Transitando nuevamente los costados más oscuros y paradójicos de la condición judía (lo cual le había ganado acusaciones de antisemitismo en su película anterior, de parte de los sectores más retrógrados), Mihaileanu vuelve a construir una suerte de novela descabellada, a partir de hechos enteramente reales. En 1984, un operativo de los servicios secretos israelíes, llamado Operación Moisés y apoyado por el gobierno estadounidense, trasladó clandestinamente a miles de judíos etíopes, primero a pie hasta Sudán y desde allí en avión hasta Israel. Se trataba de población negra, lejanos herederos de una estirpe que se remontaría hasta Salomón y la reina de Saba. Y que protagonizaron un nuevo éxodo, eco de aquel que condujo Moisés hace casi 2400 años y del otro, el que dio origen al Estado de Israel, en 1949. Claro que al llegar esta población negra se encontró con un país bastante menos acogedor que la soñada Tierra Prometida.
En esta historia real Mihaileanu inscribe un caso imaginario, que le sirve para acentuar ese desgarro entre lo soñado y lo real, entre lo mítico y lo existente, entre lo propio y la pregunta sobre lo propio. El protagonista de Ser digno de ser es un chico de madre cristiana, a quien esta encomienda a una mujer judía para que lo haga pasar por suyo, huyendo así del campo de refugiados en el que aquélla ha resuelto quedarse. Extendida a lo largo de veinte años y pasando de Etiopía a Sudán, de allí a Israel, luego a Francia y finalmente deshaciendo todo el camino hasta el origen, la parábola de Shlomo será así la de un eterno desterrado, en busca de una identidad en estado de crisis permanente. La de Shlomo es también la historia de una familia biológica y dos adoptivas, en todos los casos con la figura de la madre como figura central. Idische mame o goïm, según el caso.

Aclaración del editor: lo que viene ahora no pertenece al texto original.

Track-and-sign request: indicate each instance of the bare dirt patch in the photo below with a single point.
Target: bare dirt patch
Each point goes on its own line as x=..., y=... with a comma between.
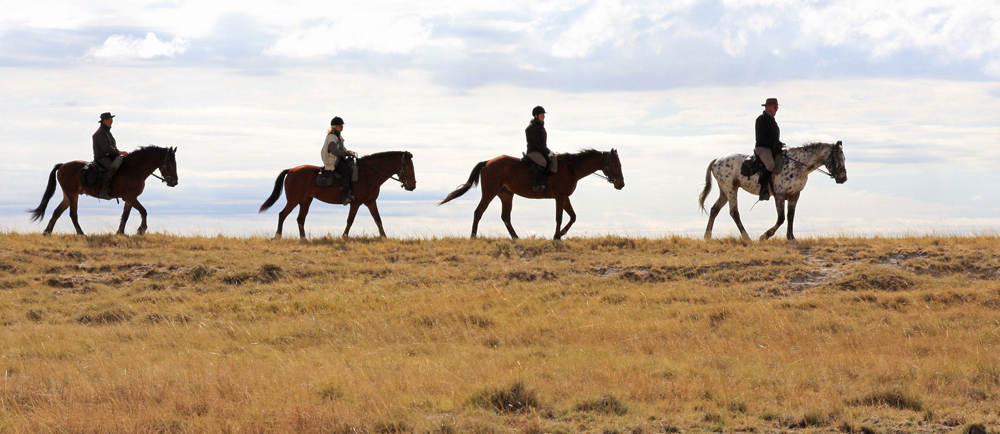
x=824, y=272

Como se desprende de la simple lectura del argumento, la historia de Ser digno de ser se mueve tanto en el plano personal como en el mítico y político. Coguionista de su película y adoptando un estilo emocional y frecuentemente operístico (realzado por una música que no siempre mantiene la ampulosidad a raya), Mihaileanu logra tener bien atados los distintos niveles del relato durante la primera hora, hora y pico de proyección. En el papel de Shlomo niño, el pequeño Moshe Agazai comunica inmejorablemente la encrucijada vital del niño, dividido entre la añoranza por la pérdida de madre y tierra, la sensación de desamparo, el virulento choque de culturas, la complicadísima adaptación (agravada por las variadas muestras de racismo, intolerancia y barbarie con que lo reciben en Israel) y el empuje vital que lo lleva indefectiblemente hacia delante. Es clave la aportación de la magnífica Yaël Abecassis (conocida por películas de Amos Gitaï), en el papel de la mamá sefaradita de origen francés, que lo adopta en Tel Aviv. Brochazos de humor, muy logrados, ayudan a aliviar la densidad del asunto.
Si Mihaileanu se hubiera limitado a contar esa historia, la película hubiera sido mucho más lograda de lo que finalmente es, más allá de un emocionalismo materno-tanguero que es, en el fondo, muy judío. A partir del primer salto temporal, cuando a Shlomo le festejan su barmitzva, la película comienza a descomponerse, arrastrada por su voluntad de querer abarcarlo todo. Mihaileanu pretende narrar el paso del niño a la adultez, su maduración amorosa y sexual, su noviazgo y casamiento, y al mismo tiempo abarcar los asuntos centrales de Medio Oriente durante las últimas décadas. Intenta contar la guerra palestino-israelí en una sola y brevísima escena, la cuestión judía y palestina en otra y hasta llega a colar la noticia del asesinato de Rabin, en off y a la carrera. Allí, Ser digno de ser se vuelve un menjunje, perdiendo progresivamente su eje a medida que avanza. Lo que hasta la hora y pico tenía interés, allá por las dos horas se ha vuelto una masa indiscriminada de temas, saltos temporales y torpezas narrativas. Y dura dos horas veinte.